Nascida em Florianópolis, criada entre o sal e o vento do litoral catarinense e hoje radicada em Garopaba, Maya cruzou oceanos em busca de evolução. O destino a levou até Teahupo’o, no Taiti, uma das ondas mais respeitadas do planeta, conhecida pela força impressionante, pela beleza quase sagrada e pelo respeito que desperta até nos surfistas mais experientes.
Na última semana, durante um período de treinamentos na Oceania, a jovem encarou aquele gigante azul que tantos observam de longe. Não havia garantias. Apenas o chamado do mar, a preparação de anos e um coração disposto a confiar.
Antes de entrar na água, Maya buscou força em uma passagem bíblica que a acompanha e que estava escrita em sua prancha: “Seja forte e corajosa. Não tenha medo, nem desanime, pois o Senhor, seu Deus, estará com você por onde você andar.” (Josué 1:9).
Mais do que uma frase, aquelas palavras se transformaram em abrigo enquanto ela remava em direção à maior onda de sua vida.
Quando a montanha de água finalmente surgiu diante dela, o tempo pareceu desacelerar. Dentro do gigantesco tubo formado por Teahupo’o, Maya viveu segundos que jamais deixarão sua memória. Entre a força da natureza e a delicadeza da vida, encontrou um espaço onde medo e encantamento caminharam lado a lado.
Mais tarde, ela resumiria aquela experiência como o momento mais intenso, assustador e extraordinário de toda a sua existência.
Mas nenhuma grande conquista nasce sozinha.
Com gratidão, Maya fez questão de dividir esse momento com as pessoas que caminham ao seu lado. Agradeceu ao namorado, que acreditou nela quando nem ela própria tinha certeza de que conseguiria enfrentar aquele desafio. Reconheceu o apoio da equipe que garantiu sua segurança no mar, lembrando com emoção o resgate realizado no instante exato em que uma segunda onda poderia transformar a celebração em perigo. Também dedicou o feito à família, aos treinadores, patrocinadores, amigos e a todos que alimentaram esse sonho muito antes de ele ganhar as águas do Pacífico.
Sua história vai além de uma manobra bem executada.
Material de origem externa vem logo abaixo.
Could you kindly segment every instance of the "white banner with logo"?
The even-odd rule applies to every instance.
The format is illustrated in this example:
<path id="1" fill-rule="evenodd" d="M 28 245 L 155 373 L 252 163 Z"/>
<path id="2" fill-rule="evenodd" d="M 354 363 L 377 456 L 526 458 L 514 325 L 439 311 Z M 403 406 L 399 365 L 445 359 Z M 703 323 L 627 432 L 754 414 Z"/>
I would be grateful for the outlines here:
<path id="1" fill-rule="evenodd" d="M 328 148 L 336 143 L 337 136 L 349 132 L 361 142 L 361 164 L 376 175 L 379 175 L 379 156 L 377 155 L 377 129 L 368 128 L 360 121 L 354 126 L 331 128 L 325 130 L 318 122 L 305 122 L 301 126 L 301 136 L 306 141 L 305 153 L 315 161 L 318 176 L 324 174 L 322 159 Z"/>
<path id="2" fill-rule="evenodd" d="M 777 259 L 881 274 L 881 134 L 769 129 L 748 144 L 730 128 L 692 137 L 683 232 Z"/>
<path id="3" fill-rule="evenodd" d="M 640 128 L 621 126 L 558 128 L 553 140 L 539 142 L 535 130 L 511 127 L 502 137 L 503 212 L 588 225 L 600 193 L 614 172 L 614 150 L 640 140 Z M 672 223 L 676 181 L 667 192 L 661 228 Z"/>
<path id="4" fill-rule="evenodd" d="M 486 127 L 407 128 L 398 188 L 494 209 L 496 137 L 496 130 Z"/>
Ela representa anos de disciplina, incontáveis amanheceres de treino, respeito pelo oceano e a humildade de compreender que, diante da natureza, ninguém vence sozinho.
Para Santa Catarina, o feito de Maya reforça uma tradição construída ao longo de décadas. O estado segue revelando atletas capazes de competir entre os melhores do mundo, levando consigo a essência de um litoral que ensina, desde cedo, que o mar recompensa aqueles que o respeitam.
Há quem diga que sereias pertencem às lendas.
Mas talvez elas apenas tenham mudado de forma.
Hoje elas vestem roupa de borracha, carregam uma prancha debaixo do braço, remam contra ondas gigantes e encontram coragem onde muitos enxergam apenas perigo. Não têm cauda nem vivem em castelos submersos. Vivem entre a espuma, o vento e a imensidão azul, transformando cada desafio em aprendizado.
Maya Carpinelli é uma dessas mulheres.
Uma jovem que ouviu a voz profunda do oceano, respondeu com coragem e voltou à superfície trazendo consigo muito mais do que uma onda inesquecível. Trouxe a certeza de que os maiores sonhos pertencem àqueles que continuam remando, mesmo quando o horizonte parece imenso demais.
Porque o mar, às vezes, escolhe suas sereias. E, quando isso acontece, elas não apenas surfam as ondas. Elas inspiram uma geração inteira a acreditar que coragem e delicadeza podem habitar o mesmo coração.